I’d originally titled this post “What annoys me about Pay Per Post” but I thought that was a little unfair. Overall it’s a good site and a pleasure to do business with them so far.

But here’s a couple of things I’d like to see changed.

When I signed up I chose this blog as the first one to add to the list. No real reason for it, I had planned to add 3 or 4 in total and spread paid posts across all of them. However once I’d nominated this one I spent ages searching for the link to add another one. I literally wasted an hour trying to work out how to add another blog.
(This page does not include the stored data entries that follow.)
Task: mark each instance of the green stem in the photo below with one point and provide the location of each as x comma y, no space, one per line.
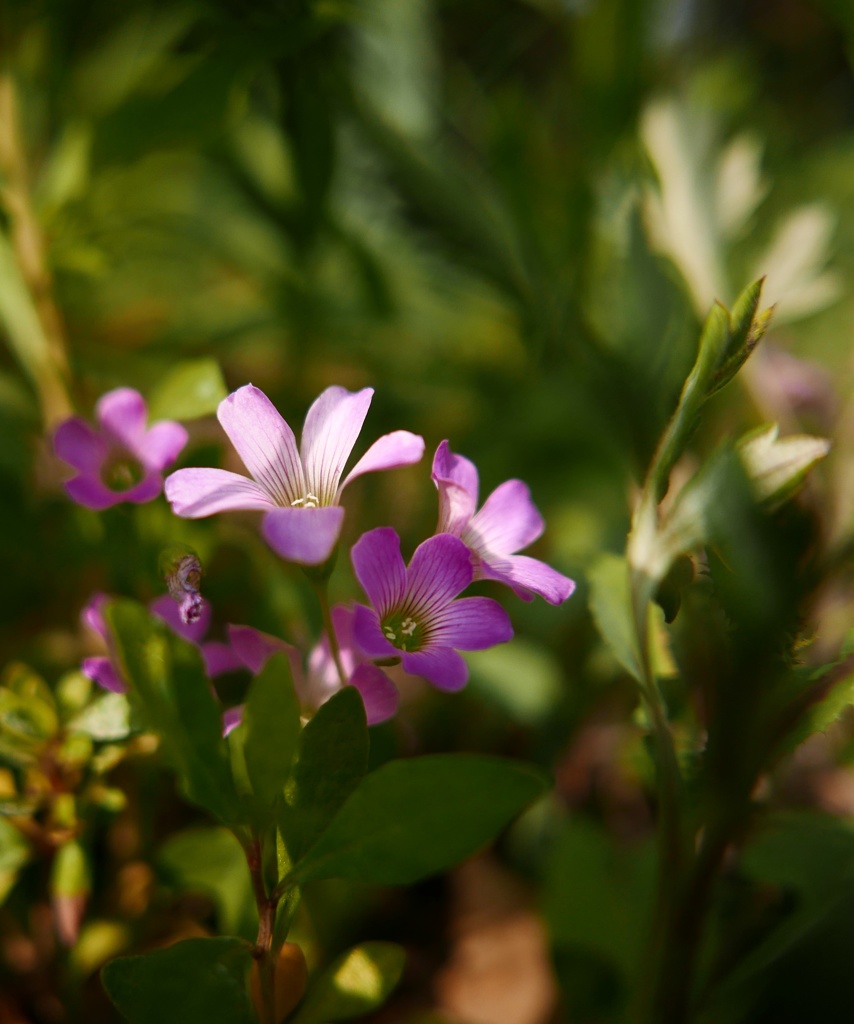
322,590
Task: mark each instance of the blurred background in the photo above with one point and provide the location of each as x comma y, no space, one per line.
510,219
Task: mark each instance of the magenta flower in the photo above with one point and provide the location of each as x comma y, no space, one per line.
299,489
122,461
508,521
416,614
319,680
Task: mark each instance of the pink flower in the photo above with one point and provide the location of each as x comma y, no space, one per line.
416,613
122,461
508,521
299,489
319,680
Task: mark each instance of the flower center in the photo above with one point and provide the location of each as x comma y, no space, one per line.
402,631
309,502
121,472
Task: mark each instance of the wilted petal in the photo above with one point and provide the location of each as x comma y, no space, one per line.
198,493
389,452
162,444
332,426
471,624
508,521
439,569
304,536
219,657
90,492
231,719
102,672
369,636
380,568
439,666
264,441
122,414
168,609
378,692
456,479
80,445
528,577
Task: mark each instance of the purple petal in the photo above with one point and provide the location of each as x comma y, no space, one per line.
456,480
379,567
219,657
231,719
198,493
528,577
122,415
162,444
168,609
471,624
304,536
104,673
80,445
332,426
255,648
264,441
439,666
439,569
369,636
378,692
508,521
147,488
91,493
389,452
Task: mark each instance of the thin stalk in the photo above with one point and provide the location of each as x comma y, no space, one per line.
322,590
266,921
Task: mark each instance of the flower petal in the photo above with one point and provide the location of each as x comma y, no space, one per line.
80,445
332,426
471,624
379,567
104,673
122,415
231,718
456,480
508,521
439,666
219,658
378,692
528,577
439,569
304,536
264,441
162,444
90,492
198,493
369,636
168,609
389,452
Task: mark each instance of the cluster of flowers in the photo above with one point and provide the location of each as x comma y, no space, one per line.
415,615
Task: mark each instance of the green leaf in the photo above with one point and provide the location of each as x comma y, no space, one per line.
270,729
598,897
14,852
190,389
331,762
199,981
212,861
415,817
356,983
611,608
169,685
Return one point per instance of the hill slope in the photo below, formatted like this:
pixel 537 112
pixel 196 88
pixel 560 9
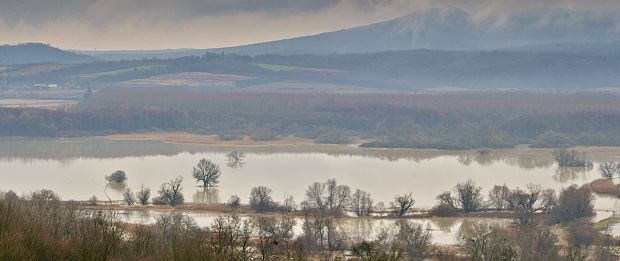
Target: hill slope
pixel 39 53
pixel 453 29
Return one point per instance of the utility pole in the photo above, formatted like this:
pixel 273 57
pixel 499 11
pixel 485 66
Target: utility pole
pixel 6 79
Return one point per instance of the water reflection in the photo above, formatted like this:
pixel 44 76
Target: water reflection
pixel 75 168
pixel 566 174
pixel 68 150
pixel 444 231
pixel 235 164
pixel 207 196
pixel 116 187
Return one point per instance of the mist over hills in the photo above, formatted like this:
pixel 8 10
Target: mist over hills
pixel 40 53
pixel 438 28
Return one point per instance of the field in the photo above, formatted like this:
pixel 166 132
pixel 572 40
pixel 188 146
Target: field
pixel 190 79
pixel 137 69
pixel 278 68
pixel 306 87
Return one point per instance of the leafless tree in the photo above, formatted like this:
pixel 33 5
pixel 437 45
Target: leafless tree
pixel 498 196
pixel 171 192
pixel 338 196
pixel 570 158
pixel 315 196
pixel 609 170
pixel 328 197
pixel 523 204
pixel 402 204
pixel 468 196
pixel 361 203
pixel 206 172
pixel 289 203
pixel 234 201
pixel 118 176
pixel 260 199
pixel 128 196
pixel 235 156
pixel 415 239
pixel 275 237
pixel 143 195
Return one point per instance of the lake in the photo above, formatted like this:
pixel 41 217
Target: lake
pixel 75 169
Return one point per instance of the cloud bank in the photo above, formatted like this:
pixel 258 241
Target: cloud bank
pixel 158 24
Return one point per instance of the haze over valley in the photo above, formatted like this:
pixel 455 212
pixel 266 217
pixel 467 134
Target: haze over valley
pixel 309 130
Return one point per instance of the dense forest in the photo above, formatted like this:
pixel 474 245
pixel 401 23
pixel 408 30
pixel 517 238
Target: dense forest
pixel 395 70
pixel 448 121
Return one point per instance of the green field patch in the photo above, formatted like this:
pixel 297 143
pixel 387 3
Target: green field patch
pixel 137 69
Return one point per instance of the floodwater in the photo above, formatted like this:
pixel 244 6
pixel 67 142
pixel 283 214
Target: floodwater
pixel 75 169
pixel 444 231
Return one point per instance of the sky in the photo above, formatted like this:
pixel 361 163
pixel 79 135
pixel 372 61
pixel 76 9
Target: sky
pixel 170 24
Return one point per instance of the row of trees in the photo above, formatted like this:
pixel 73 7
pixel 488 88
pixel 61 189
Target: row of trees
pixel 388 121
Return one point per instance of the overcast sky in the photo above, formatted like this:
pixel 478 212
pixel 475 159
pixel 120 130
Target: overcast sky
pixel 163 24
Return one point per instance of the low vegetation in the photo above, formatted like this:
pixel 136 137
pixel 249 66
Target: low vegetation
pixel 118 177
pixel 443 121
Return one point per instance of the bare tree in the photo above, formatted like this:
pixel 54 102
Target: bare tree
pixel 235 156
pixel 171 192
pixel 498 196
pixel 548 200
pixel 275 237
pixel 206 172
pixel 260 199
pixel 289 203
pixel 609 170
pixel 234 201
pixel 128 196
pixel 338 196
pixel 361 203
pixel 523 204
pixel 328 196
pixel 143 195
pixel 118 176
pixel 414 239
pixel 468 196
pixel 315 196
pixel 570 158
pixel 402 204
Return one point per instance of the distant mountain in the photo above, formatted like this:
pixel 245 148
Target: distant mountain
pixel 143 54
pixel 605 48
pixel 39 53
pixel 453 29
pixel 438 28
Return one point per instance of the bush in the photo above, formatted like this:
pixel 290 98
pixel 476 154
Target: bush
pixel 118 176
pixel 574 203
pixel 260 199
pixel 443 210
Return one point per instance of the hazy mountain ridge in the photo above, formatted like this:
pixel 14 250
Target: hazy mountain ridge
pixel 39 53
pixel 439 28
pixel 454 29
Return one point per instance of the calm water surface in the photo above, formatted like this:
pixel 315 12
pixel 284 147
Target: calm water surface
pixel 75 169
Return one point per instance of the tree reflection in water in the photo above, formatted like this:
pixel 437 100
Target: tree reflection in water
pixel 207 196
pixel 565 174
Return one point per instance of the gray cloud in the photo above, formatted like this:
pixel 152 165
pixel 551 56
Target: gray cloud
pixel 112 24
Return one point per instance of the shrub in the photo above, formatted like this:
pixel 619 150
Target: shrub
pixel 118 176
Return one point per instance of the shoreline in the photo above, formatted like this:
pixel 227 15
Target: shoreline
pixel 199 139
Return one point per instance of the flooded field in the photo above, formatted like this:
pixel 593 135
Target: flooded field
pixel 75 168
pixel 444 231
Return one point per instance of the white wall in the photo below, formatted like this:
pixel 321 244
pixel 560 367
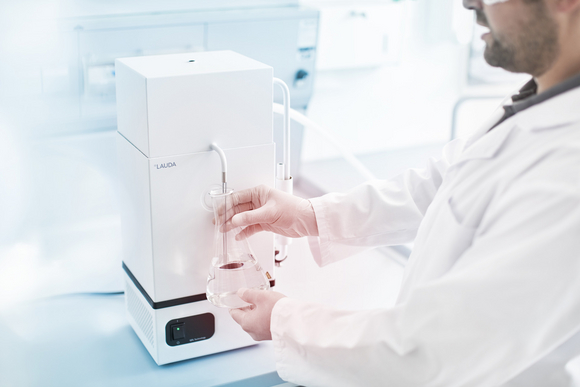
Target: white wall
pixel 397 104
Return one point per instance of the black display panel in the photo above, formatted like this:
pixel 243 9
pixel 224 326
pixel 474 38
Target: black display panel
pixel 190 329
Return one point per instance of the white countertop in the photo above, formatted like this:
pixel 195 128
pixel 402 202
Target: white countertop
pixel 82 340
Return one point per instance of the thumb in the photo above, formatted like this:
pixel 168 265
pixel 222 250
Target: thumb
pixel 249 295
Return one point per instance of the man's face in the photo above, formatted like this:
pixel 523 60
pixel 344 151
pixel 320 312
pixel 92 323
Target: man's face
pixel 523 36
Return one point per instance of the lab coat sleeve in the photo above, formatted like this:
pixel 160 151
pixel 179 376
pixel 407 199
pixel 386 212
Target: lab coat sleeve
pixel 378 212
pixel 511 298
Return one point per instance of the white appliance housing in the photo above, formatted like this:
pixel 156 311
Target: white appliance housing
pixel 170 109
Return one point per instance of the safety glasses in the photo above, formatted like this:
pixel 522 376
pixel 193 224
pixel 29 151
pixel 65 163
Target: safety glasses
pixel 492 2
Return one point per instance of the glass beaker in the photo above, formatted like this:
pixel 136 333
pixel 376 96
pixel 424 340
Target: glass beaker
pixel 233 265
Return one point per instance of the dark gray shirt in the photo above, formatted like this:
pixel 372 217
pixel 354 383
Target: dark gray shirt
pixel 528 97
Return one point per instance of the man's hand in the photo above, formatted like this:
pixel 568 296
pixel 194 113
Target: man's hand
pixel 266 209
pixel 255 319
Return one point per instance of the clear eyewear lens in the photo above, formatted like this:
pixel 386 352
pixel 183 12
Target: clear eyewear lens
pixel 492 2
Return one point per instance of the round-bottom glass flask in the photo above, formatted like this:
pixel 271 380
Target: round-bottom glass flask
pixel 233 265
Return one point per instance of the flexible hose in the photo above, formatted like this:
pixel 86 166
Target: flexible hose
pixel 286 113
pixel 327 135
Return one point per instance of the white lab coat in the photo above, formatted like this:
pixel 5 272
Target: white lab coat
pixel 492 288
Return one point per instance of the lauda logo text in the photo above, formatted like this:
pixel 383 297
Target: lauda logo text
pixel 165 165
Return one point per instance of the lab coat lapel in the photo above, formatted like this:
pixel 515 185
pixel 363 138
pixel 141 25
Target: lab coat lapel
pixel 486 145
pixel 561 110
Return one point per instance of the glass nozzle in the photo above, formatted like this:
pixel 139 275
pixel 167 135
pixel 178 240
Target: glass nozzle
pixel 233 265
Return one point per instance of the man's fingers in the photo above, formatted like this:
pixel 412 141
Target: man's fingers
pixel 263 214
pixel 249 295
pixel 249 231
pixel 237 315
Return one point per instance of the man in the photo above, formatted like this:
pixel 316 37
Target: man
pixel 491 293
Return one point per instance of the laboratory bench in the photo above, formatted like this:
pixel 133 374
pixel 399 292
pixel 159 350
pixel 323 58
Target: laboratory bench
pixel 86 340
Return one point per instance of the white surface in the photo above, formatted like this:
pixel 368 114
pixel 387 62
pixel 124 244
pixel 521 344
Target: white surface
pixel 87 341
pixel 227 336
pixel 222 97
pixel 174 261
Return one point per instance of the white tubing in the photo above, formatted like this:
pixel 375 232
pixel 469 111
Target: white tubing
pixel 328 136
pixel 224 162
pixel 286 113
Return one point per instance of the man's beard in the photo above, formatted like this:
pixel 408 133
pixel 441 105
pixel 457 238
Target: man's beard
pixel 531 51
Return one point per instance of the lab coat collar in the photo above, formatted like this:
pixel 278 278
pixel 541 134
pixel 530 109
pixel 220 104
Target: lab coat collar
pixel 553 113
pixel 556 112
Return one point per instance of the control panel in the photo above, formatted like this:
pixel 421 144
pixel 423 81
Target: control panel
pixel 190 329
Eventually I found somewhere that said I couldn’t add another blog until I had ten paid posts approved. It’s not a bad rule, I can understand it’s there to stop a lot of the spammy type of sites running in and stealing all the opportunities. The problem I have with it is that I had no way of knowing this when I signed up. As I said I have several other blogs and If I had to choose one of them to submit to PPP then I would have chosen my site with the best PR and highest traffic as my first one, which in theory would have given me access to higher opportunities. So at the end of the day it’s both me and PPP that are missing out.

The second issue I have is that PPP seems to have placed a reliance on TinyUrl.com. This service turns long links into much shorter ones. It’s a great free service that’s very popular and boasts 37 millions links and over 850 million hits a month. The catch is that it’s a free service and PPP have no control over. So if it goes down PPP loses it’s ability to do a lot of there stats tracking.

Now this probably won’t effect me much as a blogger, but as an advertiser if I start to see holes in my stats then I’m going to be concerned. (update: I just notice PPP uses TinyUrl for it’s referral links - it makes me nervous)
I can’t understand why they haven’t set up their own redirect service. It’s as easy as going out and buying a short domain (ppplink.net is available at the moment and no bigger than tinyurl.com) and getting a free script from Hotscripts.com and they then have control of the service. It would take less than an hour to setup and they would be in control of that aspect of their business. If it went down then they could have there own techs fix it and not wait for TinyURL to bring their site back up.

Having said all that I want to reiterate what I said at the start, Pay Per Post is a good service. It just needs a little tweaking.